Dwa i pół roku pisania recenzji, 125 albumów i żadna płyta nie dostała ode mnie mniej niż 2 gwiazdki (a i ten „zaszczyt” przypadł tylko dwóm tytułom). Jak prawa statystyki wskazują – kiedyś musiało to się zmienić. Wielka szkoda, że za sprawą jednej z najwybitniejszych grup w historii rocka progresywnego.

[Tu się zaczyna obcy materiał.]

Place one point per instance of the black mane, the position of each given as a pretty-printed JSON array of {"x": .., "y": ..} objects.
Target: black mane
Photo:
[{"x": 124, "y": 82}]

Od pewnego czasu poczynania panów Squire’a, Howe’a i White’a budzą wśród wiernych fanów Yes ogromne kontrowersje: wyrzucenie z zespołu wieloletniego przyjaciela, który prawie pożegnał się był z tym światem w wyniku poważnej choroby; zatrudnienie na jego miejsce – delikatnie mówiąc – mocno przeciętnego wokalisty, dodatkowo pozbawionego charyzmy nawet w większym stopniu niż bracia Mroczek; notoryczne usuwanie z oficjalnej strony na Facebooku wszelkich komentarzy krytycznych… Ale, zostawmy na boku wszelkie czynniki pozamuzyczne. O nich za parę lat pamiętać będą nieliczni, a muzyka pozostanie. Ostateczną weryfikacją możliwości twórczych Yes w składzie z Benoitem Davidem pozostaje nowa płyta z premierowym materiałem. Wszak historia rocka zna przypadki, gdy zespół po dość gwałtownych zmianach w składzie potrafił nagrać płytę co najmniej przyzwoitą: Deep Purple po bezceremonialnym wyrzuceniu ze swoich szeregów Evansa i Simpera popełniło wszak „In Rock”, po równie nagłym wyrzuceniu Glovera – bardzo dobry album „Burn”. Dżem po nagłej zmianie wokalisty nagrał również udaną płytę „2004”… Zresztą, sam Yes również po zmianach składu potrafił nagrywać dobre płyty: po wyrzuceniu Tony’ego Kaye’a z nowym pianistą Rickiem Wakemanem nagrali przecież klasyczne już „Fragile”, po odejściu Ricka bardzo dobry „Relayer”, po odejściu Jona i Ricka dobrą „Dramę”. Do tego nowoczesna studyjna obróbka pozwoliłaby poprawić wszelkie niedostatki wokalne. A jak ta weryfikacja wypada w przypadku Yes AD 2011? No cóż, nad tekstem widnieje ocena w gwiazdkach. Nader wymowna.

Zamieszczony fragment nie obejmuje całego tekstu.